Pour cette raison, le défi n'est pas simplement d'insérer la culture plus visiblement dans le langage politique existant. C'est de reconnaître que le développement durable a toujours dépendu de plus que la fourniture technique. Il dépend de la capacité humaine à interpréter le changement, à légitimer les normes, à transmettre la mémoire et à imaginer un avenir qui vaut la peine d'être soutenu. Ce sont des capacités culturelles. Sans elles, le développement peut devenir plus mesurable, plus numérisé et plus efficace sur le plan administratif, tout en devenant moins significatif, moins enraciné et finalement moins durable.

Conclusion
L'hypothèse selon laquelle l'intelligence artificielle et la culture trouveront naturellement un équilibre productif est donc l'une des idées les plus réconfortantes mais les moins examinées du discours politique actuel. Pourtant, l'analyse développée ici suggère le contraire.

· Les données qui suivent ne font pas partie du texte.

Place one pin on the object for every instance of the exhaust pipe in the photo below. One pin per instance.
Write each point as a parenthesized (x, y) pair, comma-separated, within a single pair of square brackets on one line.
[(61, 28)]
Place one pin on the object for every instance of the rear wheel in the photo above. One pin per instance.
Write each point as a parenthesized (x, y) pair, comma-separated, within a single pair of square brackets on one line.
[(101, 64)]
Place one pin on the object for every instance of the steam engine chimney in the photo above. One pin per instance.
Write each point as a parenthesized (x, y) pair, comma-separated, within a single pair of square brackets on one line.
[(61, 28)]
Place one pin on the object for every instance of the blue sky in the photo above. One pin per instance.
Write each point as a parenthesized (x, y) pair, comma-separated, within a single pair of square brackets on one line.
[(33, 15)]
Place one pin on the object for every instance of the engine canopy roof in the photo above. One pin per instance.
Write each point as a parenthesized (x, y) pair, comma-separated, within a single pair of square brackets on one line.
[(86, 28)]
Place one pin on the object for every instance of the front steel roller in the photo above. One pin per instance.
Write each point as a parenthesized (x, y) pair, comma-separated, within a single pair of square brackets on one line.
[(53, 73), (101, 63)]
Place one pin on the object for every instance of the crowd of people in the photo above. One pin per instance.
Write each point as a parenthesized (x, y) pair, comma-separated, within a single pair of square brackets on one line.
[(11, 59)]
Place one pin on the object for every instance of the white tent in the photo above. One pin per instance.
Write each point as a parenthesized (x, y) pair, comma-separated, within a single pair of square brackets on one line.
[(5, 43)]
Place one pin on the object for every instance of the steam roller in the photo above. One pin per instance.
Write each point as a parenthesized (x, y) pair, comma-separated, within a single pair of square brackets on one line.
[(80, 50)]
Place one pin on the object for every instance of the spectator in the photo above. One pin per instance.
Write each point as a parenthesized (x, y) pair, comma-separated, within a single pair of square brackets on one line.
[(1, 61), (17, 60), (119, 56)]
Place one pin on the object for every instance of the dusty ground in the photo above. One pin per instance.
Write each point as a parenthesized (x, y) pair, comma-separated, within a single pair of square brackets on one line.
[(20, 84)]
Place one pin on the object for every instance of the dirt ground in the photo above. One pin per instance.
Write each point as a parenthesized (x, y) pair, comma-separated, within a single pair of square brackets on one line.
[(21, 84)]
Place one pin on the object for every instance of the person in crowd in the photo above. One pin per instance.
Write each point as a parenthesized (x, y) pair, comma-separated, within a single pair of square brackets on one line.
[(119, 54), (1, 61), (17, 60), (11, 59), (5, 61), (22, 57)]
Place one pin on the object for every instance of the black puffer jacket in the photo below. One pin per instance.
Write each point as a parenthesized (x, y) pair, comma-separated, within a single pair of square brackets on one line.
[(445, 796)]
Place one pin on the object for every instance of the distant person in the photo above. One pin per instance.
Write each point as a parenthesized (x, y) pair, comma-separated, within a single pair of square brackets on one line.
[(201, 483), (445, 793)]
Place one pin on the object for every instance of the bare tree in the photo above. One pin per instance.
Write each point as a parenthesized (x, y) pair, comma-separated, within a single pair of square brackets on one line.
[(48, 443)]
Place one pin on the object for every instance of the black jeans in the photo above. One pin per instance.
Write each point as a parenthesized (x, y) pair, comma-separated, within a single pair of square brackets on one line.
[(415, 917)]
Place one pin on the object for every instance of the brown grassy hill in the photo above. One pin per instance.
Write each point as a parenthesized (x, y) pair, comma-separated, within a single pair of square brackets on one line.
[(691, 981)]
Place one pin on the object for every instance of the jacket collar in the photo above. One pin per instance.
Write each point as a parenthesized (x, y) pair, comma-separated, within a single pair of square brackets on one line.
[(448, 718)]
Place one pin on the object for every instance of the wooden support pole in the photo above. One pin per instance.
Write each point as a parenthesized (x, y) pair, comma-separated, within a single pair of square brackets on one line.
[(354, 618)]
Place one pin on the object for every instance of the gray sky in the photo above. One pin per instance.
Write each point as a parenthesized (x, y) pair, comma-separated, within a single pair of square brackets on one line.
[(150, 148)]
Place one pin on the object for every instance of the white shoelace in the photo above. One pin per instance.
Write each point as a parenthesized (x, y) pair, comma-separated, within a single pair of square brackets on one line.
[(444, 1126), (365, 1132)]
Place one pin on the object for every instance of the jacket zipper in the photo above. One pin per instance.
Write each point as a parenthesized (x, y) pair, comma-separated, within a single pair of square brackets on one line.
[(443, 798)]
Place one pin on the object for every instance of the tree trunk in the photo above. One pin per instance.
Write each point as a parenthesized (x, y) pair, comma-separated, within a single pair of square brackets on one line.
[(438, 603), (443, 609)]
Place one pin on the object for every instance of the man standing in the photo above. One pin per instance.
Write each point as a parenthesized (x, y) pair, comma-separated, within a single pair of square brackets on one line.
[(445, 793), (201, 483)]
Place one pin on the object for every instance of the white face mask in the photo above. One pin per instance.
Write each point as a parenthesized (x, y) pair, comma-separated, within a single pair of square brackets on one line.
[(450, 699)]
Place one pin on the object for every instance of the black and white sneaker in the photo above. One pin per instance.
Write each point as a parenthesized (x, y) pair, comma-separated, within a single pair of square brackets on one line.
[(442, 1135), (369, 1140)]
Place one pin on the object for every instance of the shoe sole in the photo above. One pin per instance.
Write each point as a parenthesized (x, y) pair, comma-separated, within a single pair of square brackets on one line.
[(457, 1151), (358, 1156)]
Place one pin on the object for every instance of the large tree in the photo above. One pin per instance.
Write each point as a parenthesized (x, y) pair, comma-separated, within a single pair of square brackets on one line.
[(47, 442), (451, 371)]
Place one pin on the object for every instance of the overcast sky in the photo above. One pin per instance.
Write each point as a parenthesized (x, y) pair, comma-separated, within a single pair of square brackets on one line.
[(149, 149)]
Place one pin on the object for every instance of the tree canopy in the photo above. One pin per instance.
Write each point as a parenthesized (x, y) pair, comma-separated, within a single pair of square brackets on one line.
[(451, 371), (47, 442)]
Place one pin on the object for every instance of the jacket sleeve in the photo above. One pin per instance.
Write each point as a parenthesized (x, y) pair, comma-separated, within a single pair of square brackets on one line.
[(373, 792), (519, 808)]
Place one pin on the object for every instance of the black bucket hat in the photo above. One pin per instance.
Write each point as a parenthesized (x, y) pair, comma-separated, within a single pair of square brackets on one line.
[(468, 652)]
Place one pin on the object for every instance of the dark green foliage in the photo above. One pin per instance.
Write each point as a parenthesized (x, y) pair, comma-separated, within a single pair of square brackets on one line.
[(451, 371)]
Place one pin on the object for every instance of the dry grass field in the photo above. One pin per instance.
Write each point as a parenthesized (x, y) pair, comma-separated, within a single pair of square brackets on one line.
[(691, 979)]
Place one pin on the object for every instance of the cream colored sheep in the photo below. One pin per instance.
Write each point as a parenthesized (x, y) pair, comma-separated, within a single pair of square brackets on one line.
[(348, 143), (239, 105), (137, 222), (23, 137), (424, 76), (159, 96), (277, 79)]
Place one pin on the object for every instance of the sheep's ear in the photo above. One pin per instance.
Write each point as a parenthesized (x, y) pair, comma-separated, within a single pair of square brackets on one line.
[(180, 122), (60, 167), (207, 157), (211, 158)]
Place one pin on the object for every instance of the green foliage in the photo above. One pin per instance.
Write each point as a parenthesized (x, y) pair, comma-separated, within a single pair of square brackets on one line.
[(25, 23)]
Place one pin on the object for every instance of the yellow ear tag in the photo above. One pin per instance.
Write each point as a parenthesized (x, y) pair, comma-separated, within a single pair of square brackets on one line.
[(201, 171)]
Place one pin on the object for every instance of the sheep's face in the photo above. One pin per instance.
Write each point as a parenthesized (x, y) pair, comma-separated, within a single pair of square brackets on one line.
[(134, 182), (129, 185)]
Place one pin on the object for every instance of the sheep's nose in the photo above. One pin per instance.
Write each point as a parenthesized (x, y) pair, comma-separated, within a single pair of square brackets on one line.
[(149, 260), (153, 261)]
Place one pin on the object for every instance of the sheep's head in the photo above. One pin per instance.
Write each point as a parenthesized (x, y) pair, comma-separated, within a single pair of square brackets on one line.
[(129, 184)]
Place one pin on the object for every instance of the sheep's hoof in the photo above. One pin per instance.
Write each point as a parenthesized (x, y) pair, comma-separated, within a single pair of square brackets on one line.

Il n'existe aucun mécanisme d'équilibrage inhérent entre l'IA et la culture, car les deux sont animées par des impératifs différents.
En ce sens, le défi auquel sont confrontés les décideurs politiques, les chercheurs, les éducateurs et les institutions culturelles n'est pas de célébrer abstraitement le partenariat. C'est de gouverner l'asymétrie. C'est de faire en sorte que les systèmes conçus pour le calcul ne redéfinissent pas silencieusement des domaines ancrés dans la signification. C'est de reconnaître que le développement durable, s'il doit rester véritablement centré sur l'humain, ne peut être construit sur la seule accélération technique. Il doit aussi protéger ces capacités culturelles et éthiques par lesquelles les communautés humaines décident à quoi sert le progrès.
La relation future entre l'IA et la culture ne sera donc pas décidée par l'innovation seule. Elle sera décidée par la volonté des sociétés de placer la puissance technologique sous des finalités humaines plutôt que d'adapter les finalités humaines à la logique technologique. Ce n'est qu'à ces conditions que l'IA peut rester un outil de développement plutôt que de devenir une force qui vide le développement de sa substance culturelle et morale.